There are two competing concerns: with less training data, your parameter estimates have greater variance. With less testing data, your performance statistic will have greater variance.

https://stackoverflow.com/a/13623707

To reiterate, you want to have enough training data to reduce variance in your parameter estimates, e.g. fit a good model, but also have enough testing data to be able to check that your model is actually good, e.g. measuring performance with some confidence (low variance).
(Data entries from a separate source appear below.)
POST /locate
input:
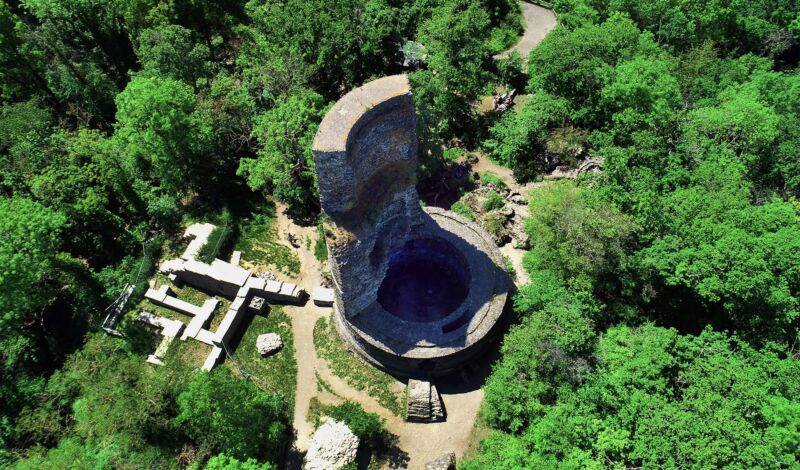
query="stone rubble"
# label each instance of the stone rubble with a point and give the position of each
(332, 446)
(269, 343)
(322, 296)
(445, 462)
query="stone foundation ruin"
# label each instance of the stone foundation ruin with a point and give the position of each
(417, 291)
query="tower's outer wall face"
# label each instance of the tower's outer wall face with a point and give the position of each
(365, 153)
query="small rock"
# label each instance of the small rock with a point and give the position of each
(332, 446)
(257, 303)
(322, 296)
(269, 343)
(445, 462)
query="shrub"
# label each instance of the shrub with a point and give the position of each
(369, 427)
(493, 201)
(488, 177)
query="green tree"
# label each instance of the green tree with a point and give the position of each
(223, 413)
(641, 95)
(519, 139)
(224, 462)
(285, 164)
(572, 234)
(576, 64)
(168, 51)
(457, 66)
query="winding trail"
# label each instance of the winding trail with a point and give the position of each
(538, 22)
(415, 443)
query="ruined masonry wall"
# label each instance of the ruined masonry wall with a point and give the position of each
(365, 153)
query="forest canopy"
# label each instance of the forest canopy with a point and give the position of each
(659, 328)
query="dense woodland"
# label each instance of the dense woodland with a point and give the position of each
(660, 326)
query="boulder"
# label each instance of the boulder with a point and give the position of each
(269, 343)
(332, 446)
(445, 462)
(323, 297)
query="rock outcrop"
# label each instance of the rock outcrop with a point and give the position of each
(445, 462)
(269, 343)
(332, 446)
(424, 403)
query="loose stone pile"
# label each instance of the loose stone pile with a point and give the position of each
(424, 403)
(445, 462)
(269, 343)
(332, 446)
(248, 291)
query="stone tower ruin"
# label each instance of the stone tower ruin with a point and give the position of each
(417, 291)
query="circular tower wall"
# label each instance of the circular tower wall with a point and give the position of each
(418, 292)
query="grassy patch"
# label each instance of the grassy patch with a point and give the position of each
(463, 210)
(493, 201)
(218, 239)
(487, 177)
(278, 372)
(258, 243)
(355, 372)
(323, 386)
(507, 34)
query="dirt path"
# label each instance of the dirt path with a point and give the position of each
(507, 175)
(538, 22)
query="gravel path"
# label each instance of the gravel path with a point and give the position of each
(538, 22)
(416, 443)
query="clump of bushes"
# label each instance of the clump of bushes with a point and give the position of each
(489, 178)
(219, 238)
(493, 201)
(463, 210)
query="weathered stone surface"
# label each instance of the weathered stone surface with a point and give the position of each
(518, 199)
(424, 403)
(257, 303)
(365, 154)
(269, 343)
(198, 234)
(445, 462)
(332, 446)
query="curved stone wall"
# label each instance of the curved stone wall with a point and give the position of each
(365, 153)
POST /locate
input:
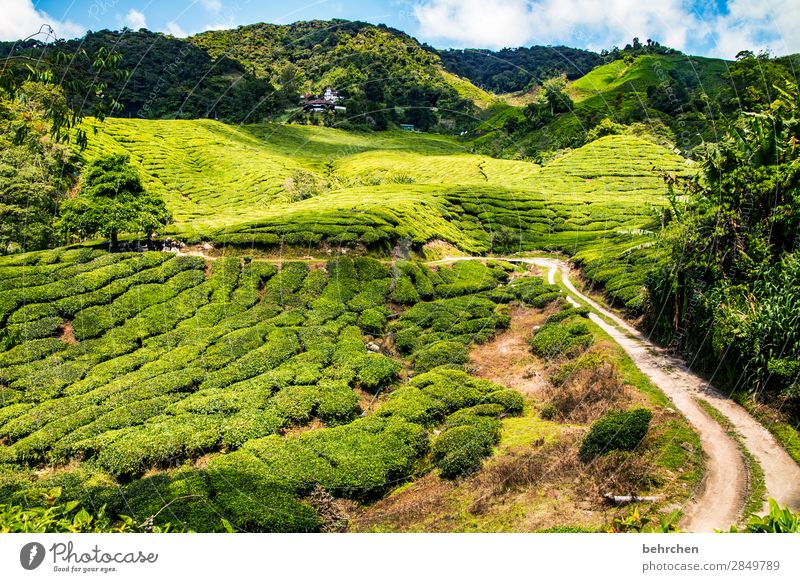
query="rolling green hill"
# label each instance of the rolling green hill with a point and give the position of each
(277, 186)
(675, 96)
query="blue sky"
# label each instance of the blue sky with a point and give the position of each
(705, 27)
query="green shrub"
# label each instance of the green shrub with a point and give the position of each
(369, 269)
(373, 321)
(337, 403)
(252, 500)
(440, 353)
(404, 292)
(180, 498)
(616, 431)
(511, 400)
(296, 403)
(459, 451)
(376, 370)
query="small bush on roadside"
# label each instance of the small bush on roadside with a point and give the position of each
(616, 431)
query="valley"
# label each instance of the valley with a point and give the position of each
(473, 298)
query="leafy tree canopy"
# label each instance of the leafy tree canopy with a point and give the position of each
(112, 200)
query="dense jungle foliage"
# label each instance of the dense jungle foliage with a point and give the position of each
(728, 295)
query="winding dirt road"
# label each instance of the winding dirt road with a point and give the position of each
(720, 502)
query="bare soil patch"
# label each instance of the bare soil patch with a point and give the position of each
(507, 359)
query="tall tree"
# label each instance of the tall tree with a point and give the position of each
(111, 201)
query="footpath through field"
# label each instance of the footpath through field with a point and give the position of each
(720, 502)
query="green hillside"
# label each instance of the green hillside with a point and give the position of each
(133, 379)
(682, 99)
(278, 186)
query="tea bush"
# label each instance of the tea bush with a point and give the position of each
(616, 431)
(459, 451)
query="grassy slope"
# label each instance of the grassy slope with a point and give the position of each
(230, 184)
(617, 90)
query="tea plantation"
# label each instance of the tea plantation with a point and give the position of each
(221, 394)
(275, 186)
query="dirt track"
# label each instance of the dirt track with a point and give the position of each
(720, 501)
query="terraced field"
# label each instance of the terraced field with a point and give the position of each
(235, 387)
(273, 186)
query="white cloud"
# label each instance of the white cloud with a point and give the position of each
(221, 25)
(682, 24)
(758, 25)
(476, 23)
(20, 20)
(135, 20)
(212, 5)
(175, 30)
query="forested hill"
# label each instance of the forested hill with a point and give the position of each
(376, 67)
(260, 70)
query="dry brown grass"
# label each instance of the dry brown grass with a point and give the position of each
(588, 393)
How big should the training set be?

How much “enough” is “enough”?

StackOverflow to the rescue again.

An idea could be the following. To estimate the impact of the training set’s size on model performance:

  1. We split the entire dataset (let’s say 10k samples) in 2 chunks: 20% validation (2k) and 80% training (8k).
  2. We keep the validation set fixed.
  3. We select (with replacement) a 10% random selection of the 8k points in the training set (800 points). We train a model on these 800 points and we measure performance (let’s say AUC) on the validation set.
  4. We repeat #3, N times. Each time training on a random selection (with replacement) of 800 data points and each time validating on the fixed validation set. The magic of bootstrapping.
  5. We repeat #3 and #4 with increasing percentages of the training set. 20% (1.6k points), 30% (2.4k points), …, 90% (7.2k points). Each time we resample with replacement. Each time we retrain N times and validate on the same validation set.
  6. We end up with 9 AUC distributions, one per training set size we explored (10%, 20%, …, 80%, 90%).
  7. For each distribition, we calculate mean and 2.5/97.5 pecentiles. This allows to visualize how the average AUC (and its 95% confidence interval) changes as the training set gets bigger.

This procedure is illustrated in the next slide.

To recap, the question we are answering here is: what is the impact of the training set on model performance?

Let’s try to apply the above strategy to a real use case. I chose the adult dataset from UCI. The task is to predict whether a person gains more or less than 50k USD/year based on a bunch of personal information such as education, marital_status, occupation, race, sex, etc. I provide the Jupyter notebook to reproduce the full analysis here. I am also attaching the set of relevant python routines implementing the bootstrapping logic at the bottom of the post.

df, _ = estimate_impact_size(what="train", X=X, y=y, grid = np.arange(0.1, 1, 0.1), reps=range(30))

The `estimate_impact_size` function runs the approach we just described and produces the following chart and table. A couple of comments and clarifications:

  • the `y` axis shows AUC (we are running a binary classification here). Average and 95% confidence interval.
  • the x axis shows the number of data points (and relative % of total) the model(s) was(were) trained on.
  • The table below the chart is just displaying in tabular format what the graph already shows.
  • Bootstraps is the number of training repetitions (that’s N in the procedure I went through above). So, to be clear, each AUC distribution is composed of 30 data points in this case.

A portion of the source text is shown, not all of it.